For the ‘how’ question, the Bensandon forwards the idea that ‘the necessity of measuring the Group’s net cash flow led the directors in 1927 to draw up a financial statement whose conceptual foundations were based on those of the consolidation of accounts’. Specifically, the author’s indication is intriguing that a prototype of consolidated statement of cash flows came out spontaneously as a management tool to control the group’s financial strategies, rather than the means for external reporting. In fact, it has been pointed out, from the viewpoint of group formation of businesses, that greater importance may be attached to the consolidated statement of cash flows rather than to the balance sheet or income statement (for example see Heath, 1978; Heath and Rosenfield, 1979). Bensadon’s research on the Alais, Froges et Camargue helps to support the case, though unclear to what extent the findings would be generalized in French industrial society during the interwar period. Probably, his future research agenda will include the issue of how the argument for preceding origination of consolidated cash flow statement could be applied to other companies.

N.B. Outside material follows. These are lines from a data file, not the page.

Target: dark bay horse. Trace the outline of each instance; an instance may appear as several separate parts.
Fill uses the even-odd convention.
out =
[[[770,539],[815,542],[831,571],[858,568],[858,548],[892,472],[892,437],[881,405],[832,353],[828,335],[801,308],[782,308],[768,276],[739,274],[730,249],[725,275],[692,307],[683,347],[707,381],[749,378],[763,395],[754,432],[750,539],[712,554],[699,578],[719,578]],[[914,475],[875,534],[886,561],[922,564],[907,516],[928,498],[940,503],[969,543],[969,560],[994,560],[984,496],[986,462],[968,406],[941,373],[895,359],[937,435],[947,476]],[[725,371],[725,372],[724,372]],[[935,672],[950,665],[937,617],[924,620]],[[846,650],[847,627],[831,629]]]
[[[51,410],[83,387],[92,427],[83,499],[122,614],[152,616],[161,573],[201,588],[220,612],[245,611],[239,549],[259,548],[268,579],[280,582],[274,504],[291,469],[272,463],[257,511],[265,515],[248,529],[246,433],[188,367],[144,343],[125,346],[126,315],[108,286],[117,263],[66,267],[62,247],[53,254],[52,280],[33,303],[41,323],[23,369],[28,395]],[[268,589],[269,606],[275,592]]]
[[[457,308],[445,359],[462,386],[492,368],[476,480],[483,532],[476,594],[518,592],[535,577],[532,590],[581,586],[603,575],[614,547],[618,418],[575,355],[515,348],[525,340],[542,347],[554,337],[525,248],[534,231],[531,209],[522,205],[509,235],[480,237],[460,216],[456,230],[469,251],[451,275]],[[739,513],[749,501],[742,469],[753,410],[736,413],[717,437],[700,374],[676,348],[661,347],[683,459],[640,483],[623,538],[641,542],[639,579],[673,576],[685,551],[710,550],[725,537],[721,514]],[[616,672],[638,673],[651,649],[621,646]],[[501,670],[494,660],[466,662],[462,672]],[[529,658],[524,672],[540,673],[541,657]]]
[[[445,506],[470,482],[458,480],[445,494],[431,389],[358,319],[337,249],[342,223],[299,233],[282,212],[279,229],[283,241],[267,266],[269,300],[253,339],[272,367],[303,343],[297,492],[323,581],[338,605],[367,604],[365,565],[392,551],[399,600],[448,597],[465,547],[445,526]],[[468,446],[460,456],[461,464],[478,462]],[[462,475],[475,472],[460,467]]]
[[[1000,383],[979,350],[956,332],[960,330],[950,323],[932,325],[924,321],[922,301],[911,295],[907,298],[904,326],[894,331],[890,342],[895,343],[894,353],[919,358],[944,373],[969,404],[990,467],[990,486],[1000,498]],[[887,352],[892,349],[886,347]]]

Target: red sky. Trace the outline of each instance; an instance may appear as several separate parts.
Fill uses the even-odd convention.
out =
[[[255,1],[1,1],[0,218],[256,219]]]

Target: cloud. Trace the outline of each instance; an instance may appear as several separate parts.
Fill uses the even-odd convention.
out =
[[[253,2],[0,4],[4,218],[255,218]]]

Bensadon’s analysis on the attributes of subsidiaries and the relationships with the required frequency of reporting will provide a useful guide for future research. However, he arrives at important conclusions in some places but without showing sufficient evidence. Sorting out of associated companies classified in ‘shareholdings’ category which became the subject of ‘close monitoring’ in relation to his Table 4 is a typical case. The reference system is also coarse.

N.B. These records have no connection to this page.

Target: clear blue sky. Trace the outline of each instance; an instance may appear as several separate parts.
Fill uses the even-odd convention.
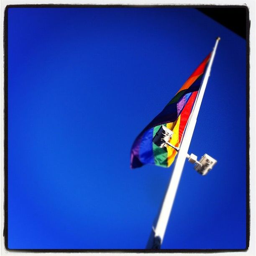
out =
[[[246,246],[246,42],[192,8],[10,8],[8,247],[143,249],[171,175],[136,136],[221,38],[163,249]]]

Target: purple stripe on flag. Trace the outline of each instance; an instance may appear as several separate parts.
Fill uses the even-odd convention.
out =
[[[191,92],[189,92],[189,93],[185,94],[181,98],[181,99],[180,99],[177,103],[177,113],[178,116],[179,115],[181,112],[182,111],[182,109],[183,109],[184,106],[185,106],[188,99],[189,98],[191,93]]]
[[[143,136],[143,134],[142,133],[138,136],[132,147],[131,154],[131,168],[136,168],[143,165],[140,161],[139,156],[140,147]]]
[[[153,136],[154,128],[146,131],[141,143],[140,159],[143,164],[155,164],[153,151]]]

In contrast, there is persuasive power in the author’s analysis on the shareholdings of Alais, Froges et Camargue for its subsidiary network created in accordance with the business strategy of the parent company making heavy investments on several strategic sectors, i.e. energy supply and chemical production. The archives utilized also vastly extends covering the company’s articles of incorporation, the notice of meetings and the minutes of ordinary and extraordinary general meetings, balance sheets and profit and loss accounts, minutes of board meetings, copies of large contracts, the complete set of annual reports and various other reports (especially those affecting financial programmes) for the subsidiaries. Effectively utilizing these materials, this piece of work has attained its objective.
Edwards J R (1989) A History of Financial Accounting, London: Routledge.
Heath L C (1978) Financial Reporting and the Evaluation of Solvency, Accounting Research Monograph No.3, AICPA.
Heath L C and Rosenfield P (1979) Solvency: Forgotten Half of Financial Reporting, Journal of Accountancy, January, pp.48-54.